Tunneling Nanotubes : Reshaping connectivity and role in the spreading of neurodegenerative diseases

Tunneling nanotubes (TNTs) are actin-based cellular connections that allow the transport of different cellular components between cells. They were described for the first time in a cell line in culture almost 20 years ago, and now they are recognized as an important mechanism of cell-to-cell communication. Since their discovery, the structure and function of TNTs have been characterized in several cell types, including neurons and astrocytes. Under homeostatic conditions, TNTs transport different vesicular cargoes and entire organelles like mitochondria and lysosomes.
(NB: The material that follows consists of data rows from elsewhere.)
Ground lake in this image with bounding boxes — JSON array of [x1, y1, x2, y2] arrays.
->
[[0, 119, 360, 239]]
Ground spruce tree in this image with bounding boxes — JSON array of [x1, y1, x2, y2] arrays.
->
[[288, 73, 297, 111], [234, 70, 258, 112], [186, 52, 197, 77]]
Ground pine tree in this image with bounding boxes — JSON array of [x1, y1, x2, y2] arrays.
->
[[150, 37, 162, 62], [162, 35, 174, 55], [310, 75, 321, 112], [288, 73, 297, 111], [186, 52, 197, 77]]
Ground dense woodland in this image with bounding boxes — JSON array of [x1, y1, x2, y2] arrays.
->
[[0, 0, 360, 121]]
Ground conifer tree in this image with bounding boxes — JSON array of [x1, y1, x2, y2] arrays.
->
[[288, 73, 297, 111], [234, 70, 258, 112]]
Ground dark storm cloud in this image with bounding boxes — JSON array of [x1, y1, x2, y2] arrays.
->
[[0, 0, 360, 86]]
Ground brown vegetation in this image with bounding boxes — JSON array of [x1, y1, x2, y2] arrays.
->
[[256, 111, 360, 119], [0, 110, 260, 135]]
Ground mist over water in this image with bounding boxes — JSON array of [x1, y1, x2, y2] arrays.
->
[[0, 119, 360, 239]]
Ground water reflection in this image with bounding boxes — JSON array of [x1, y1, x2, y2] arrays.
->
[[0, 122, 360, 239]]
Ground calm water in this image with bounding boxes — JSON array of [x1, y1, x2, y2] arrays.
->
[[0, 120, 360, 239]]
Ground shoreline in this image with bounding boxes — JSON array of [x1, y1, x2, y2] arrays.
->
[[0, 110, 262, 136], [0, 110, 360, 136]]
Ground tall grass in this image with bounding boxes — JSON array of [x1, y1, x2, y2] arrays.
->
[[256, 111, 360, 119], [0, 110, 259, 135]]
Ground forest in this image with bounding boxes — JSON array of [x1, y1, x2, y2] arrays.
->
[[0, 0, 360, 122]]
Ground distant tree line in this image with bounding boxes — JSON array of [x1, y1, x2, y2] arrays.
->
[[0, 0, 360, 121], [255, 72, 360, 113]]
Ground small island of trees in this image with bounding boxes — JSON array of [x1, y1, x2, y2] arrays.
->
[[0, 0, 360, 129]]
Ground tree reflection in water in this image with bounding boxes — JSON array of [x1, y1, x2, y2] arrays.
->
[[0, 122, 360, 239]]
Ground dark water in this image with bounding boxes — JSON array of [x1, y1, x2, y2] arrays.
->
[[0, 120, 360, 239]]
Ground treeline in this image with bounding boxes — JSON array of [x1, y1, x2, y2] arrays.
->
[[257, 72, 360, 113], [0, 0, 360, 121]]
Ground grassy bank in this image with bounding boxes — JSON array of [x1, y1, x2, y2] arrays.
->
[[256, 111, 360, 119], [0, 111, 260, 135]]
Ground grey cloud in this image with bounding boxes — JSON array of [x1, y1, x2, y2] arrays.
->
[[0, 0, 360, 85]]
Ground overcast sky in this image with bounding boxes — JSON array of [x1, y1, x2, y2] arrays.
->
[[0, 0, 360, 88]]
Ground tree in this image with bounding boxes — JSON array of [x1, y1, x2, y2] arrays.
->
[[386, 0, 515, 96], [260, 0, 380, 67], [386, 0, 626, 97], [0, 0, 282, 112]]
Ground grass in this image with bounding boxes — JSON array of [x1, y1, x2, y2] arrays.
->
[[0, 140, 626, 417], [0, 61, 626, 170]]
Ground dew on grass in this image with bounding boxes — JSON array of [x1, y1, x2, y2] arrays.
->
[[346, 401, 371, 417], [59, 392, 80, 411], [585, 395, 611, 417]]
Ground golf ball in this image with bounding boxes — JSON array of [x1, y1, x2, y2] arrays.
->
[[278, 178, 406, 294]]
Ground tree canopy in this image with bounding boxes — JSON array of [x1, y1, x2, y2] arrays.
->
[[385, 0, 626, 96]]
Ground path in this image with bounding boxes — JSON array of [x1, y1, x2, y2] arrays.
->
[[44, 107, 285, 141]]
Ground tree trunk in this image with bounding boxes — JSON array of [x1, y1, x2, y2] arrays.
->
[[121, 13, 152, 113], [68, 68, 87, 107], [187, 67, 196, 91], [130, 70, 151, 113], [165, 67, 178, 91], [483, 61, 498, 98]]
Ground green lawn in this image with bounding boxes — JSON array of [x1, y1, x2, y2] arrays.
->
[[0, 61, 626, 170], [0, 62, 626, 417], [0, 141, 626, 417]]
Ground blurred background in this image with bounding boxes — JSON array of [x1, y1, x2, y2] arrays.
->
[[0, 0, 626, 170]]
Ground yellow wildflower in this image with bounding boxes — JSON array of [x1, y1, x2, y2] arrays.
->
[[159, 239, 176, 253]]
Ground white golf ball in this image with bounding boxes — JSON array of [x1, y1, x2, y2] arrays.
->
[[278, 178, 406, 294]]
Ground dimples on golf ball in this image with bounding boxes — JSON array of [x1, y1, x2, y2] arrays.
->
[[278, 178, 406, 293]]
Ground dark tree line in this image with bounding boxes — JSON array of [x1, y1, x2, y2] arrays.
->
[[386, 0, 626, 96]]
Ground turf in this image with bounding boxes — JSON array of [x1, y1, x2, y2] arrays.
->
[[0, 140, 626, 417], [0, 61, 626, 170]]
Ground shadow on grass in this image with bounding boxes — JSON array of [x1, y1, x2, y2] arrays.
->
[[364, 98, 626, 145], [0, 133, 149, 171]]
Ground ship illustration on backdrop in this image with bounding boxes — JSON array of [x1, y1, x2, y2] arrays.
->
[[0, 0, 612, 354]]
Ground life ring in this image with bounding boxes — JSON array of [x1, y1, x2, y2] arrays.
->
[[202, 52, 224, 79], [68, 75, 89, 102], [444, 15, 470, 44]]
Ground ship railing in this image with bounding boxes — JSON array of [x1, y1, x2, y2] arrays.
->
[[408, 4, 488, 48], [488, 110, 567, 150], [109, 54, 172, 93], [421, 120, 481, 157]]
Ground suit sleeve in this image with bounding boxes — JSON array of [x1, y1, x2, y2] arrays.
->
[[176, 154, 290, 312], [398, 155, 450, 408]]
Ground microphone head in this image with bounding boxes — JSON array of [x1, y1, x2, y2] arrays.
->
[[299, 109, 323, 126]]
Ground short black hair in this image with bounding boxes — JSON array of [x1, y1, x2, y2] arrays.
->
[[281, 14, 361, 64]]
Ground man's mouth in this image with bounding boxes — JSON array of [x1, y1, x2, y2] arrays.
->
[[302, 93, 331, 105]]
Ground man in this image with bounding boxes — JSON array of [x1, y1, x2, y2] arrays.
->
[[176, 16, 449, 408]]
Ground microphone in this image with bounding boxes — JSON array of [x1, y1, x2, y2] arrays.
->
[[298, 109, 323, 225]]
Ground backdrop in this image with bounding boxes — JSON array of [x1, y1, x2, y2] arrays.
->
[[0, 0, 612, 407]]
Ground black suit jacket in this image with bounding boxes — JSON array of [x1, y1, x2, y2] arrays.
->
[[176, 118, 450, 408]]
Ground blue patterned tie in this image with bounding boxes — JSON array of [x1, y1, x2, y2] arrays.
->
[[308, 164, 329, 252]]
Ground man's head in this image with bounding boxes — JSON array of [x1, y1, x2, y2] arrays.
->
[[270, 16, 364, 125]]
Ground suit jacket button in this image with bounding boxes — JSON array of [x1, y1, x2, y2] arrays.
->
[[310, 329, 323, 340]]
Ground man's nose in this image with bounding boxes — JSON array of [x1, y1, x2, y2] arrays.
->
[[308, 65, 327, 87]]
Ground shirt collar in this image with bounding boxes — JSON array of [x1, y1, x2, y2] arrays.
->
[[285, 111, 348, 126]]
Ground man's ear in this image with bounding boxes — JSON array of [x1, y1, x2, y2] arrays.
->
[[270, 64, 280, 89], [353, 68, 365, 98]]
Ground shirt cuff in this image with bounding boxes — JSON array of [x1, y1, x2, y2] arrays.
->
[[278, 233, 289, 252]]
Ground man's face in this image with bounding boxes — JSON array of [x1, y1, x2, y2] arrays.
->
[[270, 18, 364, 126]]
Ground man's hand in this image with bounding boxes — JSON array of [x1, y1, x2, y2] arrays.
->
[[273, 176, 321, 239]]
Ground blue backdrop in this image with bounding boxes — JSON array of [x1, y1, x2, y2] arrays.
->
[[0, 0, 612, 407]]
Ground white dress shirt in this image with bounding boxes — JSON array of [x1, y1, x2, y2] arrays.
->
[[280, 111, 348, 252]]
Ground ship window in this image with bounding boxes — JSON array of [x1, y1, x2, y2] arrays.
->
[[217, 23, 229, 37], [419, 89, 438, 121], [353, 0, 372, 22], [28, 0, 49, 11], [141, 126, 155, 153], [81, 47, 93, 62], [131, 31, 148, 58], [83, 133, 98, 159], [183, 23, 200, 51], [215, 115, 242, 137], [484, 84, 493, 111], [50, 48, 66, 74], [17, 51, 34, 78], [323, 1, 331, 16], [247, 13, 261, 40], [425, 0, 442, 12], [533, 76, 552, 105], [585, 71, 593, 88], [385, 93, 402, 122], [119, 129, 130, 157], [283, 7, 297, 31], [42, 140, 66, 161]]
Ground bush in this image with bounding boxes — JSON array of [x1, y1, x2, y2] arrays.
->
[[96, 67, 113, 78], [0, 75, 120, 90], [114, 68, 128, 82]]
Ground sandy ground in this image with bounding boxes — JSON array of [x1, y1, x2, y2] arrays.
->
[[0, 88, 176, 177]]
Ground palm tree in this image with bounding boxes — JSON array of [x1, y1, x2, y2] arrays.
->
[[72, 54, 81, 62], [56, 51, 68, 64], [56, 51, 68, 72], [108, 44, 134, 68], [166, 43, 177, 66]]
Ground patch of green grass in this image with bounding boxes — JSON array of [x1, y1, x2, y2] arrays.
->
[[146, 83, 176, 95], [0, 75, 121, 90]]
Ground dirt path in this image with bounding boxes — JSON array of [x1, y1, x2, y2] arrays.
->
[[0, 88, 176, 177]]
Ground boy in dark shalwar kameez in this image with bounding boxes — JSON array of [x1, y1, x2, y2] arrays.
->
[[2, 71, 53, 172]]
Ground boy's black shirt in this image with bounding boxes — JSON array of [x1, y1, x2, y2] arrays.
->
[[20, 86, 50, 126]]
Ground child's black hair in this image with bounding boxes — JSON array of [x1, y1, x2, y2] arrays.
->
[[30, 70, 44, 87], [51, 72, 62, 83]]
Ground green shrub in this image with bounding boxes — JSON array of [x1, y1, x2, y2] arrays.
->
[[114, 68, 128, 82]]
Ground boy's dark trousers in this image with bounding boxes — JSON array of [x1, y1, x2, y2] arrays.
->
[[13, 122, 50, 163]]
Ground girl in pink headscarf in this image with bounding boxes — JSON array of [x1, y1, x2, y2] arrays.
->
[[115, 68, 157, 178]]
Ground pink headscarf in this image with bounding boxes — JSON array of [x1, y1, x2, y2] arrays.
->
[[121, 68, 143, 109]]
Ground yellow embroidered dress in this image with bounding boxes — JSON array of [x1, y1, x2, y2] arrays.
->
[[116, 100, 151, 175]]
However, they can be hijacked by different pathogens and amyloid proteins involved in neurodegenerative diseases, such as Parkinson´s (PD) Alzheimer’s (AD). We have previously demonstrated that both alpha-synuclein and Tau aggregates, respectively the hallmark of PD and AD, can be spread from one cell to another via TNTs. We have proposed that this is a key mechanism for the progression of the disease and for the spreading of the pathology to the whole brain. In my talk I will address the similarities and differences between TNT-mediated diffusion of these two types of aggregates, in order to identify common pathways leading to neurodegeneration. I will also touch upon our study assessing the molecular mechanism of TN formation, and finally assess the likelihood of TNT in vivo, specifically using a serial SEM connectome approach in the mouse brain. Our most recent data indicate that TNT-like connections are present in the developing brain. Our hypothesis is that TNTs precede synaptic connections and may be important for the establishment of mature neuronal networks while in the adult tissue they are induced by stressful and inflammatory stimuli.